Abbassando le palpebra, riposi:
-Sì, tranquille, va tutto bene-
Ma in realtà mentii. Non stavo affatto bene: mi sentivo usata, tradita e illusa. Non mi ero mai sentita così stupida, soprattutto a causa di una persona di cui non conoscevo nemmeno il nome. Ero stata troppo idiota a fidarmi di Lui, ma chi avrebbe mai pensato che mi avrebbe piantato lì da sola? Io, almeno, no.
Ci dirigemmo tutte insieme verso l’uscita e vidi subito la macchina rossa di mia madre fuori. Entrammo in macchina e mia madre mi fulminò con lo sguardo. Capii subito che era molto arrabbiata, ma lo ero anche io, quindi preferii restarmene zitta al mio posto.
Accompagnate tutte le mie amiche alle loro rispettive case, mia madre iniziò il discorso per prima:
-è successo qualcosa? Non hai pronunciato parola durante tutto il viaggio-
-Non ho fatto niente mamma, non è andata come avrei voluto che andasse, tutto qui. Non è possibile che ogni volta che mi inizia ad andare bene qualche cosa, mi va subito tutto fottutamente a rotoli e non riesco a capire il perché.
-Racconta, sono tua madre, puoi fidarti di me!

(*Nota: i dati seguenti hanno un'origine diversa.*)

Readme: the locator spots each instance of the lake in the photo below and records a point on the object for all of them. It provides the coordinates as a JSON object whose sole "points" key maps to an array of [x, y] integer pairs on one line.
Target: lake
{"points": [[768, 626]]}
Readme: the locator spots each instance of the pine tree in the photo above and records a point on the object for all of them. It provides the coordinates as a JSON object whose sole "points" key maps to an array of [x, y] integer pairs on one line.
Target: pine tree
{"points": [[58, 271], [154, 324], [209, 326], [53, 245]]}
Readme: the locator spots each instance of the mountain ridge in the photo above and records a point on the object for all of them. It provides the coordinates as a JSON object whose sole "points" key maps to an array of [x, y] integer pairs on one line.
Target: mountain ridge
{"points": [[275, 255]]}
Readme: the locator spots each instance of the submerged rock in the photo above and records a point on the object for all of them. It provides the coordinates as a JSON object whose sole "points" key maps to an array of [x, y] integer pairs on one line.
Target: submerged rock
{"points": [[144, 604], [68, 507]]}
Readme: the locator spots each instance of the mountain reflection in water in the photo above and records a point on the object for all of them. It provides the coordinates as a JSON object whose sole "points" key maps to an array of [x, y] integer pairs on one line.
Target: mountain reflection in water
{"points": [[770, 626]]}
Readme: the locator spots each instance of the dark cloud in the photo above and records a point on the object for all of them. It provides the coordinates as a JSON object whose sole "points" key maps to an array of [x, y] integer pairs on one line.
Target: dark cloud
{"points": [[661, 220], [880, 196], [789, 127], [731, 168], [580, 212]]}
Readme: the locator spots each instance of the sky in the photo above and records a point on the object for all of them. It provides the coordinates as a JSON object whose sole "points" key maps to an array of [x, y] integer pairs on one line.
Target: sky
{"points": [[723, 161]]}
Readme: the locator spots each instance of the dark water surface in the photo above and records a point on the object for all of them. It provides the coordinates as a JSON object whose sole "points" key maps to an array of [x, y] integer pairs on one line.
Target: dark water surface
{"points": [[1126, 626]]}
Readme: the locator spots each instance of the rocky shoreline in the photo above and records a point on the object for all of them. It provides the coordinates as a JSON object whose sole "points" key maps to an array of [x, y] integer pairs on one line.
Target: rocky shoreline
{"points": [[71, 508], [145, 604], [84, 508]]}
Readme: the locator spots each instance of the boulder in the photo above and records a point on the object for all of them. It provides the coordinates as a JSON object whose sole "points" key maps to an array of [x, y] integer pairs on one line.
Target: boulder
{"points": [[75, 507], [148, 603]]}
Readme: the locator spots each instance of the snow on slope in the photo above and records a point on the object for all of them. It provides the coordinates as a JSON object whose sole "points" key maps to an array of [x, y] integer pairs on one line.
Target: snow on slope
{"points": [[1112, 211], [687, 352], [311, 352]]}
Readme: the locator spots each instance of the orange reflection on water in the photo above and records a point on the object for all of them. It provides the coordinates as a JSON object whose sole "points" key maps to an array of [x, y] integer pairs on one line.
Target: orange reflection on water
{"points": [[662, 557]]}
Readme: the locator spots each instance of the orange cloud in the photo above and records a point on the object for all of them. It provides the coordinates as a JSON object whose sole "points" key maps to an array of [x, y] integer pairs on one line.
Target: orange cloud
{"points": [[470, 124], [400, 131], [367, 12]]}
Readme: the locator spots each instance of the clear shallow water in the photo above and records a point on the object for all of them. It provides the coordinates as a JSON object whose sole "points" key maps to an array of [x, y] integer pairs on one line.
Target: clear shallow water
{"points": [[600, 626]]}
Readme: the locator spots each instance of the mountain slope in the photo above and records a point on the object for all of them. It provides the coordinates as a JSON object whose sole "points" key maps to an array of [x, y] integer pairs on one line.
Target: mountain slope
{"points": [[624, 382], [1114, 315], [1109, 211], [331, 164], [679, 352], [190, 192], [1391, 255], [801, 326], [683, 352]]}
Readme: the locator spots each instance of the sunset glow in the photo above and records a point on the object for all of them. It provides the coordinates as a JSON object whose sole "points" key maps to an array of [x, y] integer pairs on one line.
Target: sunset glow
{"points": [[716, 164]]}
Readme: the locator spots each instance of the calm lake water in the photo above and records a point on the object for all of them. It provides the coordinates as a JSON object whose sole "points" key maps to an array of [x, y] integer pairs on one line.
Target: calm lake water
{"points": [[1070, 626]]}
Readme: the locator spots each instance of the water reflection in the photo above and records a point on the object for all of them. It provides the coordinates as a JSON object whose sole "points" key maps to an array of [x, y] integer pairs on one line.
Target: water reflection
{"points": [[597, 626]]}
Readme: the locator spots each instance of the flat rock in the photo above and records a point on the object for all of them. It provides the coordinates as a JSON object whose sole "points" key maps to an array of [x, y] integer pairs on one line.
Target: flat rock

-Mamma, perdonami, ma adesso proprio no, perché finirei per piangere, ma non ho assolutamente voglia di farlo in questo momento-
-D’accordo, come vuoi.
Non volsi raccontarle niente di tutto quello che era successo, anche perché in quel momento ero distrutta. Tanto, come sempre, non mi avrebbe capita e mi avrebbe detto che sono cose che capitano a tutti nella vita, ma noi non possiamo farci nulla e a quel punto mi sarebbe venuta la voglia di mandarla a quel paese, perché se doveva dirmi in quel modo, allora preferivo stare zitta.
Tornai a casa, mi struccai, mi tolsi tutti gli accessori che mi ero messa e indossai il pigiama. Andai finalmente sotto le coperte, col pensiero che quella fu la più bella e la più deludente serata della mia adolescenza.